UniversalDependencies / UD_Swedish-Talbanken

Swedish data
Other
13 stars 2 forks source link

Raw text files #2

Closed fredrijo closed 6 years ago

fredrijo commented 8 years ago

Is it possible to add the raw text files to the git repo? They're extremely valuable, in particular to evaluate a tokenizer for Swedish and also in seeing an NLP pipeline's actual performance from raw text to POS tags/dependency trees.

Feel free to reach out if I can be of assistance with mapping text files to the train/test/dev split, or in any other way help in making the text files available.

And thanks for the fantastic work you're doing in creating this awesome NLP resource!

EmilStenstrom commented 6 years ago

@fredrijo If I understand you correctly you would like to retrieve the original text files from the conllu files? That's possible to do by reading reading through the files and concatenating the words together with a space inbetween. There's a special SpaceAfter=No marker in the files, for the case where the original sentence didn't have a space after that specific token.

dan-zeman commented 6 years ago

And BTW the official UD releases (http://hdl.handle.net/11234/1-2837) contain the reconstructed txt files created the way @EmilStenstrom mentioned. These are generated on the fly at release time, so they are not stored in the Github repository. Maybe we could copy them automatically to the master branch next time.

fredrijo commented 6 years ago

@EmilStenstrom The original reasoning for adding the raw text files was that not all aspects of the formatting are contained using the SpaceAfter marker, e.g. tabs, new-lines, multiple-new-lines, etc.

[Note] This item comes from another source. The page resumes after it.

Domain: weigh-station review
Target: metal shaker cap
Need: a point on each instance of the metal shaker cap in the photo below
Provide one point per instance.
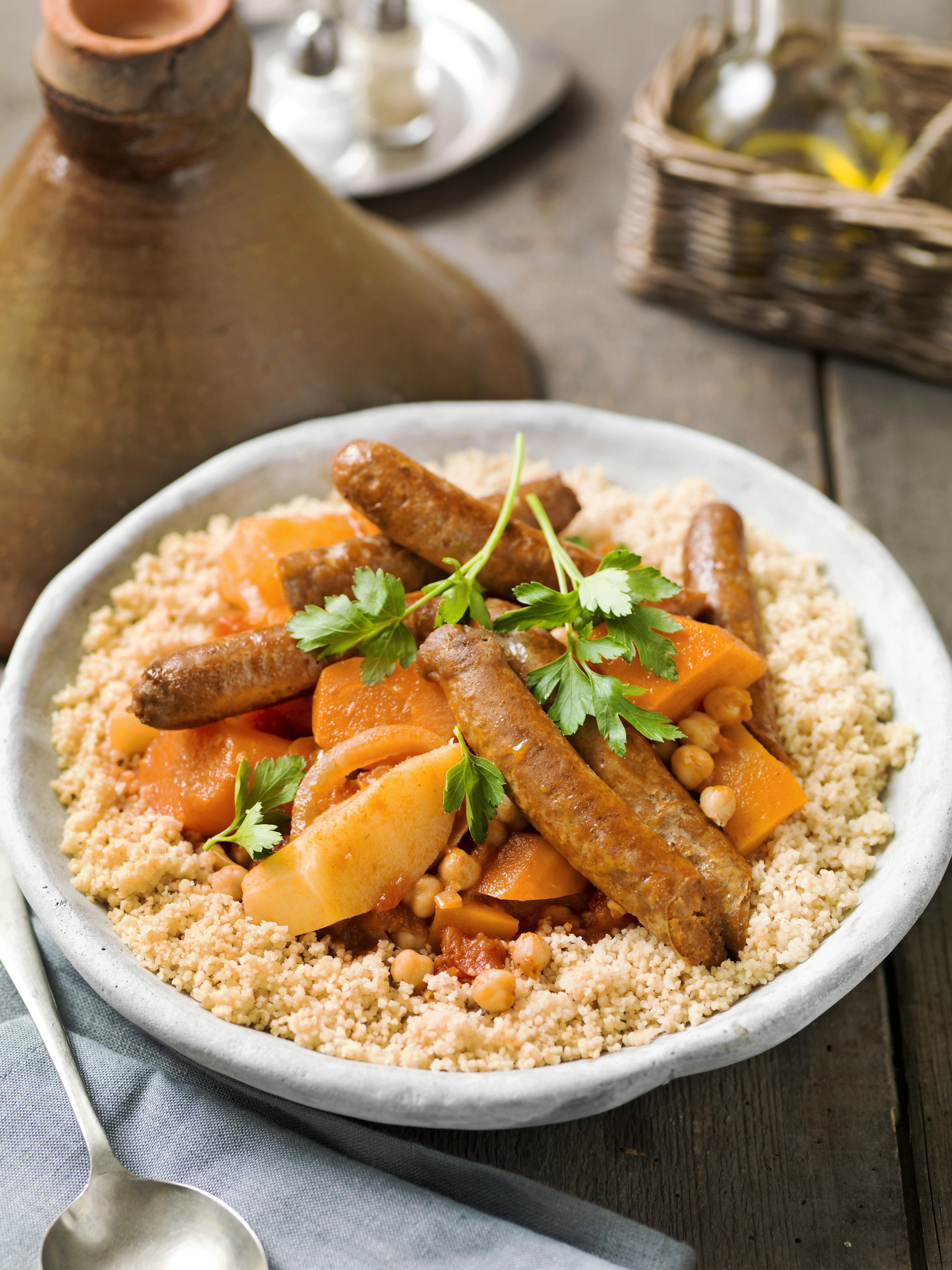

These are useful for evaluating tokenization in e.g. headings, list contexts, etc. I don't believe this can be reconstructed by SpaceAfter alone.

I think I heard a rumour once about not only adding the SpaceAfter boolean flag, but also the content of the white space (a strong of whitespace, tabs, newlines, etc.). Is this something you are considering?

@dan-zeman I think adding the reconstructed text to master automatically would be valuable. Even better would be to have the original files IMO, but that is only a nice-to-have.

martinpopel commented 6 years ago

If you want to encode additional info about whitespace directly at the token level, please use the UDPipe format, see also https://github.com/UniversalDependencies/docs/issues/332. In UD guidelines, it has been decided that the text sentence-level attribute is a better (simpler) option, though it cannot encode e.g. whitespace between sentences.

Note that the raw text for CoNLL2018 is hard-wrapped at 80 characters per line, if I remember correctly. This was good for the shared task, but it may not be good for your purposes.

jnivre commented 6 years ago

I can see the usefulness of this, but please note that, in the specific case of Swedish Talbanken, the original text is not available in digital form. Hence, the "raw text" used in the shared task is just the text that is reconstructed from the SpaceAfter comments + one space between sentences.

fredrijo commented 6 years ago

Thank you for answering this. In particular, using the SpacesAfter/SpacesBefore should remove the need for raw texts.

(Closing the issue as all my questions are answered)